No matching federated identity record found

If you see logs like below, double check if the service account URL is exactly same on apiserver as that in the federated credential.

"error": "invalid_request",
"error_description": "AADSTS70021: No matching federated identity record found for presented assertion. Assertion

Authorization failed when using user-assigned identity

If you see error message similar to the following in the AzureCluster object, this can be because the user-assigned identity does not have required permission.
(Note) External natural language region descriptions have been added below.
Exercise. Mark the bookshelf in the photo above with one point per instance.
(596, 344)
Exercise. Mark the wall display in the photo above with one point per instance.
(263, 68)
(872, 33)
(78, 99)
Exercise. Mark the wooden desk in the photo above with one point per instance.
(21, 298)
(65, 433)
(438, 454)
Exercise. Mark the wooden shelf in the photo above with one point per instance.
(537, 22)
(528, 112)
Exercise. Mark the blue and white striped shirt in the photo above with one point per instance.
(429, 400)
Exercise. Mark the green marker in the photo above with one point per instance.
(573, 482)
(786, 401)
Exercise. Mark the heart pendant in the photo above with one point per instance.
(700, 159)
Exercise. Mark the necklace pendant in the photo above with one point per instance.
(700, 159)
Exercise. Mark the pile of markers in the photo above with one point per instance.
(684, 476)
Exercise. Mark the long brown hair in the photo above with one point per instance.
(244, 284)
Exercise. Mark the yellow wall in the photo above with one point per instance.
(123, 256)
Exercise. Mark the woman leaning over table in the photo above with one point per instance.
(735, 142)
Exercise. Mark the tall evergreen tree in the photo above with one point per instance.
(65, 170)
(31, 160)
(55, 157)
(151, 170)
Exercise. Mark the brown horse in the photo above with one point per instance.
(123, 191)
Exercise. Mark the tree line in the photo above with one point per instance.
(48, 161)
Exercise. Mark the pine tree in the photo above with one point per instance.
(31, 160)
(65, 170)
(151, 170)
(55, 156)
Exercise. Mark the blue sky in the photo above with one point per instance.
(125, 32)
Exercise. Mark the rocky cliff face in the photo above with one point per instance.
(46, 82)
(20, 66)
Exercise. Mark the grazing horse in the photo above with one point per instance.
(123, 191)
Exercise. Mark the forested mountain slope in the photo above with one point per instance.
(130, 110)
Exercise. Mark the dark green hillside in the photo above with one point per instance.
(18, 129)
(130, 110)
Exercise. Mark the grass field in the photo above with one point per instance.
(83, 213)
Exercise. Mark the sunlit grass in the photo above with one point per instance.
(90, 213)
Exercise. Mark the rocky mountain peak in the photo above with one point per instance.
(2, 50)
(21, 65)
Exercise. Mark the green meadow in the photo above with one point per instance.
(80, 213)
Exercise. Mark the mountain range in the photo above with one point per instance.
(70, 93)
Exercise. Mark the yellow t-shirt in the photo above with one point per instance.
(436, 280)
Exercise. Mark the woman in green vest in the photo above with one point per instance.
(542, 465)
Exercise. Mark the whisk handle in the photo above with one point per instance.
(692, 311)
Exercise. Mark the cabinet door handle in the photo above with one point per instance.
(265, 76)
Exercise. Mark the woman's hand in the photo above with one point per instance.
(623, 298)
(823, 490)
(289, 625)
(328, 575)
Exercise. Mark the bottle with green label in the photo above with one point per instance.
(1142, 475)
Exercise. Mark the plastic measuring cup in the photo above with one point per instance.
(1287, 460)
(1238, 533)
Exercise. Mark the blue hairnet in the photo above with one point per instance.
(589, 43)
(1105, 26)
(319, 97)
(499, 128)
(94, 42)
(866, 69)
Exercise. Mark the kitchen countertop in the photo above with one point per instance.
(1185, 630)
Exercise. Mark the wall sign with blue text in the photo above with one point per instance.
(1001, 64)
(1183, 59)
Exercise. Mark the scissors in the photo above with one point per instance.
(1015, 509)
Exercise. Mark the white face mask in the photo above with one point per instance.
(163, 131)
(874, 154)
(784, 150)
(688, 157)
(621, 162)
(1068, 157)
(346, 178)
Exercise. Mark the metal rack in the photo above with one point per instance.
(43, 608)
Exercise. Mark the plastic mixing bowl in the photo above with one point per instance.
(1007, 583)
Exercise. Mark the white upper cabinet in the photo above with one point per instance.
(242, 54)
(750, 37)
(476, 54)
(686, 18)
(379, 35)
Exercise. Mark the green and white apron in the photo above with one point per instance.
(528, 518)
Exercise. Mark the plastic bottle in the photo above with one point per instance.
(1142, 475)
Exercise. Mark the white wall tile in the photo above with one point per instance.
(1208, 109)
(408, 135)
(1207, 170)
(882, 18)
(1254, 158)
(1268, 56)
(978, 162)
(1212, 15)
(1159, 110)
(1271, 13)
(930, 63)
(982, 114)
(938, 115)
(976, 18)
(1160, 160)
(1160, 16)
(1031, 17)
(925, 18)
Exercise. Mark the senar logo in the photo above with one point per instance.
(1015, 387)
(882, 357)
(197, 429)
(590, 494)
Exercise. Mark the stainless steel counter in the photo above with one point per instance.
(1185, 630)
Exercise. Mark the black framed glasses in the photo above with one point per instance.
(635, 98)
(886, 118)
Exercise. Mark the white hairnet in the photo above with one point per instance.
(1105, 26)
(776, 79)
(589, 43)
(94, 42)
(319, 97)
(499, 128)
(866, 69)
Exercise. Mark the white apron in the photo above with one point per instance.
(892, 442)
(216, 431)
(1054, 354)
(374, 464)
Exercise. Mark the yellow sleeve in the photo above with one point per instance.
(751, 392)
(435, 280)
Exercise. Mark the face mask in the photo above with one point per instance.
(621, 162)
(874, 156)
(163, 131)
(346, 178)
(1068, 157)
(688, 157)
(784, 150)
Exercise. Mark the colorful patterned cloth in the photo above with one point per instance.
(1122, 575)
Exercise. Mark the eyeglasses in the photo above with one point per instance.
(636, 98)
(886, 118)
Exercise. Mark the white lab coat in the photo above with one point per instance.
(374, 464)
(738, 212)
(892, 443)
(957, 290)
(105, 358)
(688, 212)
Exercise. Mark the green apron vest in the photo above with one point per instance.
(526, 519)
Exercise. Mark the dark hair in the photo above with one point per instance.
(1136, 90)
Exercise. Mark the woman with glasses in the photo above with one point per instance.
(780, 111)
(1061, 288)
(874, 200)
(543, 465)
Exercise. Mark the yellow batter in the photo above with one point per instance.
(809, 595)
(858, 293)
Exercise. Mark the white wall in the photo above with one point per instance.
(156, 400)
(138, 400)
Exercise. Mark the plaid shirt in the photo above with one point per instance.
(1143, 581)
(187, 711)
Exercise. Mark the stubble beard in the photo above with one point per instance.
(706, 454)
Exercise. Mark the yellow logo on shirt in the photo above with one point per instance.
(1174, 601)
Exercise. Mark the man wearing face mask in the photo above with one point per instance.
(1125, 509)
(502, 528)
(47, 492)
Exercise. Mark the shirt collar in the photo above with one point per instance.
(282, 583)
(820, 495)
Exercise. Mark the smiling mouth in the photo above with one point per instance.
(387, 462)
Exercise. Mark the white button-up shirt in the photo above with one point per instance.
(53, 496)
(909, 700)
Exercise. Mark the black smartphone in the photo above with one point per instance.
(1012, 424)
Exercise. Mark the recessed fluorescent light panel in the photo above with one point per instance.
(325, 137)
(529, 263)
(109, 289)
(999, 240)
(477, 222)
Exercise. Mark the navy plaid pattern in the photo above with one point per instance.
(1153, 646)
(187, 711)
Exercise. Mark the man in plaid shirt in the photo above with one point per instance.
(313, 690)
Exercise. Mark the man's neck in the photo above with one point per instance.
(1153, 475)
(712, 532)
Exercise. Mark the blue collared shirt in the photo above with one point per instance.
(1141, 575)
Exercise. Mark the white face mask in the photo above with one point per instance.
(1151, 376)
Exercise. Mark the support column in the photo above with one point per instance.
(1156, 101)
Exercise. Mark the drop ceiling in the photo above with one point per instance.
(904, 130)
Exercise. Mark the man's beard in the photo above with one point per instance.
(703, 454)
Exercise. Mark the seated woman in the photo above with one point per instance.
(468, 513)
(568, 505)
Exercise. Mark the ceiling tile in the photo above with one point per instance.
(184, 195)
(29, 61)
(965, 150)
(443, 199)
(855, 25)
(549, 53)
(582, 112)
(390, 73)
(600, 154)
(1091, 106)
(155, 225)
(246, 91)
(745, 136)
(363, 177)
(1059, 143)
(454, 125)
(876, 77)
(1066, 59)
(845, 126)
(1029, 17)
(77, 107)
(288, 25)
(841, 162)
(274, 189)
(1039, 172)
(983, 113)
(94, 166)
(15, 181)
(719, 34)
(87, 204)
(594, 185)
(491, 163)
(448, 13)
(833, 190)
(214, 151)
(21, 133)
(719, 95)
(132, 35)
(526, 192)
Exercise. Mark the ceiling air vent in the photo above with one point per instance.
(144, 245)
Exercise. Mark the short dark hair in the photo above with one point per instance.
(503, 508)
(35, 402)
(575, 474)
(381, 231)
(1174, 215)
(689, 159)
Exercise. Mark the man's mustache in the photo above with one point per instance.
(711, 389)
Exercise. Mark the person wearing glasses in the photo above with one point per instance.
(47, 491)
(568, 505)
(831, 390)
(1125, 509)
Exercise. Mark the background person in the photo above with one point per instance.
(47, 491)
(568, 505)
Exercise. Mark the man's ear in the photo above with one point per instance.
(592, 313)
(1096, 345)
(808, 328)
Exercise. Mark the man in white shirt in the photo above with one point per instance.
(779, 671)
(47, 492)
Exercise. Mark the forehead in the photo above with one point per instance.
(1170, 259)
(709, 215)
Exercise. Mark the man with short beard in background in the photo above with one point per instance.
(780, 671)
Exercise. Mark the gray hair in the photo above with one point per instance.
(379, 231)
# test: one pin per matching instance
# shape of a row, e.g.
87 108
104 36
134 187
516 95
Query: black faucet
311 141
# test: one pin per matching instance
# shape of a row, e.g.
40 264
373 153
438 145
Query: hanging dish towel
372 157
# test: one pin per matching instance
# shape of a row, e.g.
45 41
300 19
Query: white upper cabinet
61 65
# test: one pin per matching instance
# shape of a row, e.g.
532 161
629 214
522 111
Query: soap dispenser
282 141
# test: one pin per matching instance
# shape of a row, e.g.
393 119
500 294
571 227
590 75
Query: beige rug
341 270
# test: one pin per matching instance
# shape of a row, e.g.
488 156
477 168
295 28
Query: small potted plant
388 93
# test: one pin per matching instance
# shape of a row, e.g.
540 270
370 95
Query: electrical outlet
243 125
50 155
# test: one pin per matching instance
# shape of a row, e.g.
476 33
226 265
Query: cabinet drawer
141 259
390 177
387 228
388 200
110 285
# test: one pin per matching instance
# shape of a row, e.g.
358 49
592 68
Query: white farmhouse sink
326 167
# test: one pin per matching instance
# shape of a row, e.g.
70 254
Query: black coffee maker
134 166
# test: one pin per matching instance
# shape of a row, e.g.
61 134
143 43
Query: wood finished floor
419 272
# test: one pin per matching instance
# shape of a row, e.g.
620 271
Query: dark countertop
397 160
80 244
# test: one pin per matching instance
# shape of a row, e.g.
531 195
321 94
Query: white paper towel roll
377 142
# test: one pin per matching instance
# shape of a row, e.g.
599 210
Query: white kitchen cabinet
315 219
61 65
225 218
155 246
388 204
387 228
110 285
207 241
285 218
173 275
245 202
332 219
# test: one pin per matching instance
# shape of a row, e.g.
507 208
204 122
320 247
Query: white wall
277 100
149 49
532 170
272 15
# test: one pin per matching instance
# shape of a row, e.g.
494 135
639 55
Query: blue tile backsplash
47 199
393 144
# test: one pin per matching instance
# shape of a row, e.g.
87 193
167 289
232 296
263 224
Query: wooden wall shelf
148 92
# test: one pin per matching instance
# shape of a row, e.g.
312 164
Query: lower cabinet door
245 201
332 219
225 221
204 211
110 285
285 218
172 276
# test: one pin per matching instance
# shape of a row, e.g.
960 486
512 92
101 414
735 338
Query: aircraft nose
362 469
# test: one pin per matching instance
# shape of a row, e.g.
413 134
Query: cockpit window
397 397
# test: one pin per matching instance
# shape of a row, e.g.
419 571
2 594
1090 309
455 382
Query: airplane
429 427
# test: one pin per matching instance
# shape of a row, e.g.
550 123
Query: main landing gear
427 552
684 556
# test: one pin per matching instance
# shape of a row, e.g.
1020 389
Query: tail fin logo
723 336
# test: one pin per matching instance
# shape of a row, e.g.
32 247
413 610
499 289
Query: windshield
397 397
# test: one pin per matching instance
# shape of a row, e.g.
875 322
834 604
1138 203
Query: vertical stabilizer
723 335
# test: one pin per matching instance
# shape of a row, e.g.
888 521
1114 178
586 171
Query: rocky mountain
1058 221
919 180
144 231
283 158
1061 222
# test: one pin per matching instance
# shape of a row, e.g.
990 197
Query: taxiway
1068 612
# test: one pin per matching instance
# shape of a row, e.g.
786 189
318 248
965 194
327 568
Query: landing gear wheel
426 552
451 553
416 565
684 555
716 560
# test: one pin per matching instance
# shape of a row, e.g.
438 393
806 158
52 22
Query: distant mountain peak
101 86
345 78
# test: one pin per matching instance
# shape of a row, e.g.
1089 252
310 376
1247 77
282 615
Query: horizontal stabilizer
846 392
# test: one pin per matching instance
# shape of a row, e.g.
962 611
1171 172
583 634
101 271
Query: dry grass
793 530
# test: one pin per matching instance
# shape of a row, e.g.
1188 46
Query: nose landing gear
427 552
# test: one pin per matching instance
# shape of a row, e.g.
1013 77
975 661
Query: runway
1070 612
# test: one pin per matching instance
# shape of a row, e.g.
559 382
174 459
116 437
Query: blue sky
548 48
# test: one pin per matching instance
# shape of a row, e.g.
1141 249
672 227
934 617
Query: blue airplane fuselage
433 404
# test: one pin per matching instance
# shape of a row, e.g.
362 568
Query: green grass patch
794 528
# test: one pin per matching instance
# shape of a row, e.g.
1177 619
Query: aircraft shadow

Message: group failed to create or update. err: failed to get existing resource
demo/demo(service: group): resources.GroupsClient#Get: Failure
responding to request: StatusCode=403 -- Original Error: autorest/azure:
Service returned an error. Status=403 Code="AuthorizationFailed"
Message="The client '<id-redacted>' with object id '<id-redacted>' does not have
authorization to perform action 'Microsoft.Resources/subscriptions/resourcegroups/read'
over scope '/subscriptions/<sub-id-redacted>/resourcegroups/ashu-test' or the
scope is invalid. If access was recently granted, please refresh your
credentials.". Object will be requeued after 15s

Add contributor role to the user-assigned identity and this should fix it.